Vormittags saß Andreas Ziegler noch im Gericht und antwortete auf die Frage, wo er sich politisch positionieren würde, mit den Worten: "In der Mitte, ganz klar." Am Abend des selben Tages postete Marina Djonovic, NPD-Kandidatin zur Bundestagswahl des Kreisverband Ostalb und Vorständin des Rings nationaler Frauen, bei Facebook Fotos von einer gemeinsamen Feier. Mittendrin Andreas Ziegler, Mitglied des rechten Vereins Zentrum Automobil, der am Rande einer Corona-Demo im Mai des vergangenen Jahres verprügelt wurde. Der Fall wird derzeit vor dem Stuttgarter Landgericht verhandelt.
Entstanden sind sie in der Herrenberger Kneipe "Hüttengaudi", hinterm Tresen steht Janus Nowak und hebt den Daumen. Der ehemalige NPD-Landesvorsitzende war zuletzt in den Medien als Bierbrauer der Marke "Polsterbräu", mit der er eigenen Angaben zufolge politische Arbeit finanzieren möchte (Kontext berichtete). Auch Zieglers Freundin ist auf den Bildern zu sehen, sie ist an jedem Prozesstag mit dabei und meist gemeinsam mit Djornovic anzutreffen, seit neuestem sogar mit Presseausweis, sie schreibe jetzt für die "Junge Freiheit", sagt sie.

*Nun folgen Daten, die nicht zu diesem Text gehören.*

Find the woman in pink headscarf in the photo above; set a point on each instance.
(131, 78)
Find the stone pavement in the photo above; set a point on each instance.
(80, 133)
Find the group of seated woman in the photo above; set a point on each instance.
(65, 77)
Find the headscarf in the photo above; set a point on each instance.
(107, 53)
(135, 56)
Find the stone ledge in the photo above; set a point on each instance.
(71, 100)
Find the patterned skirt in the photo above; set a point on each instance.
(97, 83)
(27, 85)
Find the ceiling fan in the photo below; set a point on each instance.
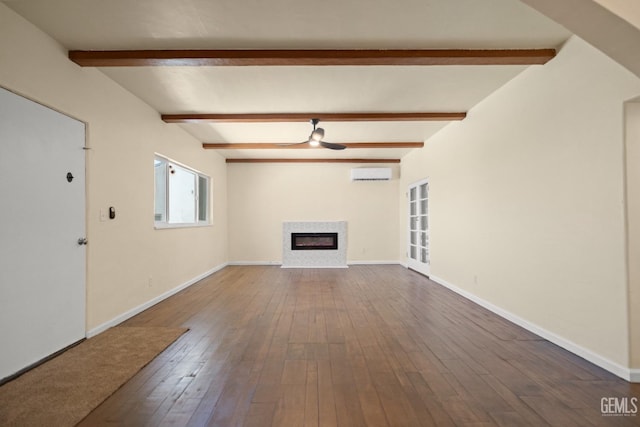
(315, 138)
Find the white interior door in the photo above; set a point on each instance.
(418, 250)
(42, 218)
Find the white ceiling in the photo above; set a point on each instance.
(301, 24)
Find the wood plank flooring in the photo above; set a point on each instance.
(364, 346)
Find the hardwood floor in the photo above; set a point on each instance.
(369, 345)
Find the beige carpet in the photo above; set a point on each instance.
(62, 391)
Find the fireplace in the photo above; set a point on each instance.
(314, 244)
(314, 241)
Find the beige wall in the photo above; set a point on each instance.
(129, 263)
(262, 196)
(527, 195)
(633, 221)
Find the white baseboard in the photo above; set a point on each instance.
(381, 262)
(632, 375)
(314, 266)
(374, 262)
(254, 263)
(136, 310)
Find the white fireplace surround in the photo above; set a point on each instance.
(326, 258)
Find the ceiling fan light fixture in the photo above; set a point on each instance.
(317, 135)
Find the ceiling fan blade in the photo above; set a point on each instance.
(332, 146)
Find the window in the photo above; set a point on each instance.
(181, 195)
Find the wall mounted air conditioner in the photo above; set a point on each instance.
(370, 174)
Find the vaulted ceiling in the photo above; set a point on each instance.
(360, 66)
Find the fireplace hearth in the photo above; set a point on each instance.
(314, 241)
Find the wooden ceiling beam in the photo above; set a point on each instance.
(305, 117)
(309, 57)
(268, 145)
(313, 160)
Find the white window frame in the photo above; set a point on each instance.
(166, 220)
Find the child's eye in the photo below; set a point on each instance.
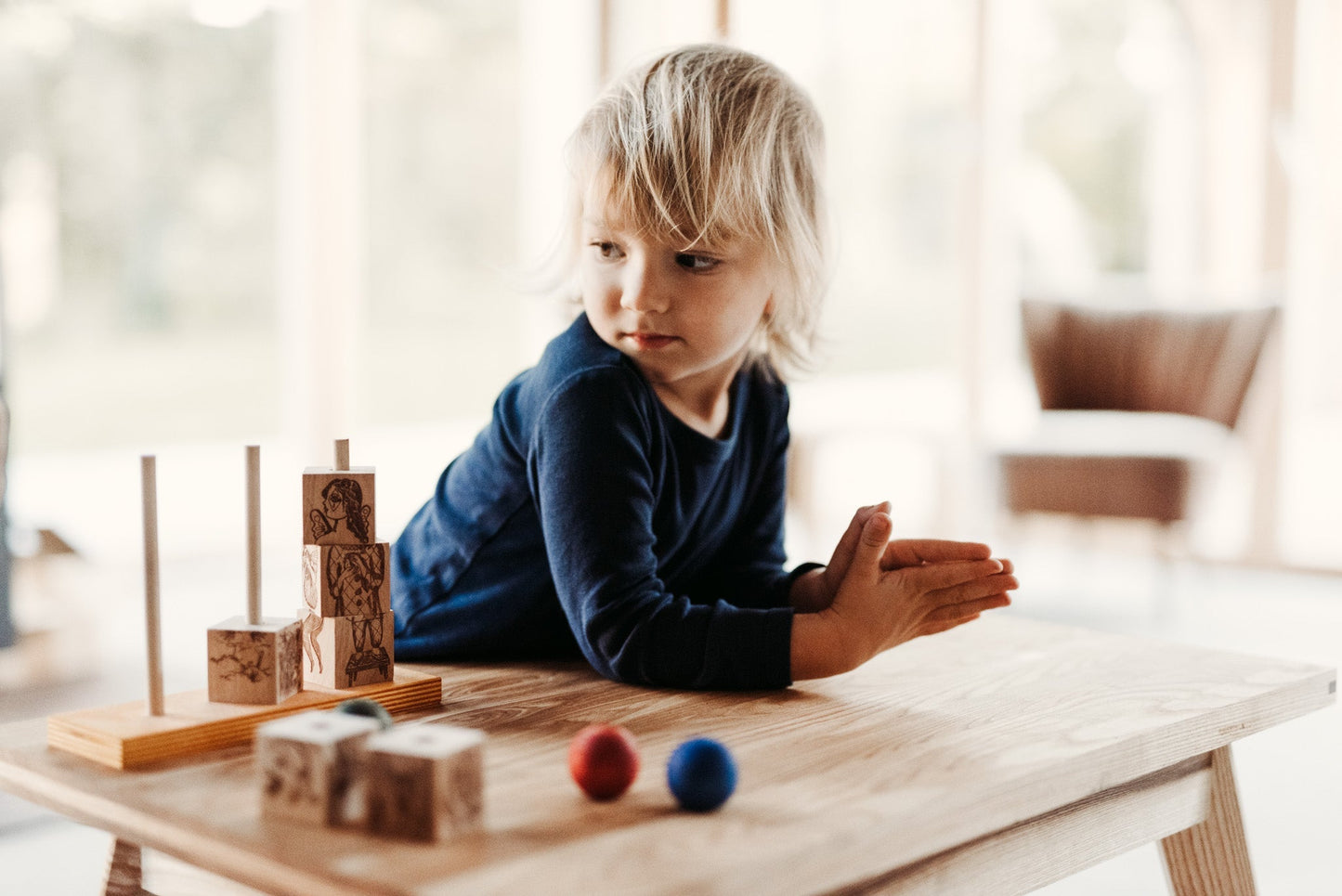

Prost, möchte man da sagen. Ein Prosit auf die Mitte der Gesellschaft, die sich da in der vergangenen Woche zum Bier traf. Und auf das Zentrum Automobil, das sich, so steht es auf der Homepage, nicht als "rechte Gewerkschaft" sieht, das "entspricht nicht unserem Selbstbild. Wir bezeichnen uns als alternative Gewerkschaft."
NPD unterstützt mit
Ein Teil des Unterstützernetzwerks für die drei Verletzten steht an fast jedem Prozesstag vor dem Gericht in Stammheim – Djornovic war bisher fast immer dabei, außerdem Vater und Sohn Lobstedt von der AfD. Seit an Seit mit den Nationalen, die teils in "Deutsche helfen Deutschen"-Shirts auftreten. Das ist die Spendenkampagne, mit der die NPD "notleidende Deutsche" unterstützen möchte. Meistens steht die Gruppe draußen, weil, so sagt es der Opferanwalt und Ex-AfD-Ultrarechtsaußen Dubravco Mandic an einem Prozesstag mit überbordender Stimme, sie sich "nicht reintrauen" würden – zu viel Antifa sei vor dem Gericht und im Saal.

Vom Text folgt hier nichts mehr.